Bristol has highlighted $2.5 billion in annual run-rate synergies as a key value driver of the deal, 35% of which will come from research and development (R&D). This type of cost cutting is not good for either company or the industry in general. While Bristol has said the synergies are mostly about reducing overlap, we are concerned that important research will not get funded because of it. Furthermore, we also believe the disruption that comes with integrating two organizations of this size is underappreciated and can set back research for years. We do not support such a large deal that will likely have a broad, negative impact on research.
4. We do not support Celgene’s past business practices and do not want to see Bristol go down the same path.
The cancer medicine REVLIMID accounts for over 60% of Celgene’s net product sales and the company has resorted to raising its price to an excessive degree. It did so an incredible three times in 2017, once in 2018, and once again at the beginning of 2019. This is outrageous and aggressive. We are concerned that Bristol will be motivated to keep REVLIMID’s revenue stream going for as long as possible in order to make the financials of the deal work. REVLIMID’s patent life is scheduled to expire in the coming years. It is not in the best interest of patients nor Bristol for the company to inherit an incentive to aggressively protect and promote the REVLIMID franchise.
5. Celgene’s poor stewardship of recent acquisitions suggests there is more risk in its pipeline than what is being presented at face value.
Celgene has a history lately of making major acquisitions and then seeing problems arise and stories change. The $7.2 billion acquisition of Receptos and $9 billion acquisition of Juno Therapeutics are two high-profile recent examples of deals that have experienced meaningful delays and turbulence soon after Celgene acquired them. We have a hard time agreeing with Bristol’s optimism about Celgene’s pipeline and the potential blockbusters they see coming to market. Given Celgene’s acquisitive history, there could be more risk to these programs succeeding than what is currently being presented at face value.
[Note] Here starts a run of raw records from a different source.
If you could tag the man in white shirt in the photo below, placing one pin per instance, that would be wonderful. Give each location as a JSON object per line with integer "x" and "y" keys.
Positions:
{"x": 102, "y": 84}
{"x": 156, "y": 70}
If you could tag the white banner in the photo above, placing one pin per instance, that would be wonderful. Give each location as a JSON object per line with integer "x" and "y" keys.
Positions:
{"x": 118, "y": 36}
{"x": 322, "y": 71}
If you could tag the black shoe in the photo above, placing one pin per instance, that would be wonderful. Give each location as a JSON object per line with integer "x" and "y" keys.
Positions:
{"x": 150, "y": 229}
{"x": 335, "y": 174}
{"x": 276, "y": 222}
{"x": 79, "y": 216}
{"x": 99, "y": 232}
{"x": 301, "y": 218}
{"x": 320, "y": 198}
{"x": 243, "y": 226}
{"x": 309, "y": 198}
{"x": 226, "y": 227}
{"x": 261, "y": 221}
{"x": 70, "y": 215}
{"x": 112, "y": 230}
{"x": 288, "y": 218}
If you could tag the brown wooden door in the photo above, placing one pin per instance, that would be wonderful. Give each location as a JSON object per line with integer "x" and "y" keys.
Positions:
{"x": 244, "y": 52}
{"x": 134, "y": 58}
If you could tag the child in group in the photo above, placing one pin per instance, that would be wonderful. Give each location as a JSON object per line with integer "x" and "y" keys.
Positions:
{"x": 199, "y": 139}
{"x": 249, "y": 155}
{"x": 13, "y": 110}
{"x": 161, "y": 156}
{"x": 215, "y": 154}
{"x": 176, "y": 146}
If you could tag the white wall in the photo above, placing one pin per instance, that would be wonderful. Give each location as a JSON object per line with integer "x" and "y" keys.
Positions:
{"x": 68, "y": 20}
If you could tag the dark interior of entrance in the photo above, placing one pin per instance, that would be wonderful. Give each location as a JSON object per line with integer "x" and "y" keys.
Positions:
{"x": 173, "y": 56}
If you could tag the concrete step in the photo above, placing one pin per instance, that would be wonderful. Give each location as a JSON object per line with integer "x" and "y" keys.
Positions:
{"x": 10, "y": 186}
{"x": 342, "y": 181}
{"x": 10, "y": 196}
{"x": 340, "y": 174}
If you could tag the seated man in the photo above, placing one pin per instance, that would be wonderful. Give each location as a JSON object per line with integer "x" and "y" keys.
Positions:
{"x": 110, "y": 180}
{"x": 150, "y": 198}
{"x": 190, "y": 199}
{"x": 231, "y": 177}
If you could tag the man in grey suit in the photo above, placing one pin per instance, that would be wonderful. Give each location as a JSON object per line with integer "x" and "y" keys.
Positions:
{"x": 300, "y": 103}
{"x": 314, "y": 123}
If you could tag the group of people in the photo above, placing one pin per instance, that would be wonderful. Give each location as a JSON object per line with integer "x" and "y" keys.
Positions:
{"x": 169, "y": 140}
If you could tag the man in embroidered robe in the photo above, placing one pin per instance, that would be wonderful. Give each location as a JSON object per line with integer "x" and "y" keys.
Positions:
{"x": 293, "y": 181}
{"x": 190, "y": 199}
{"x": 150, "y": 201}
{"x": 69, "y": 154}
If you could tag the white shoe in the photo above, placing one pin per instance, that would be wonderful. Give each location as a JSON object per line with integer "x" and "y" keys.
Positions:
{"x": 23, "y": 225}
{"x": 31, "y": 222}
After a thorough review of the facts and careful consideration, we do not think Bristol-Myers Squibb acquiring Celgene is in the best interest of cancer research or for Bristol shareholders. Our fund has a responsibility to take an active interest in this matter and vote in a way that is consistent with our mission. While we appreciate the intentions of Bristol management, they have not fully illustrated they are capable of making the acquisition succeed or that Celgene is the right acquisition target. As a result, the CNCR ETF will be voting its shares AGAINST the deal.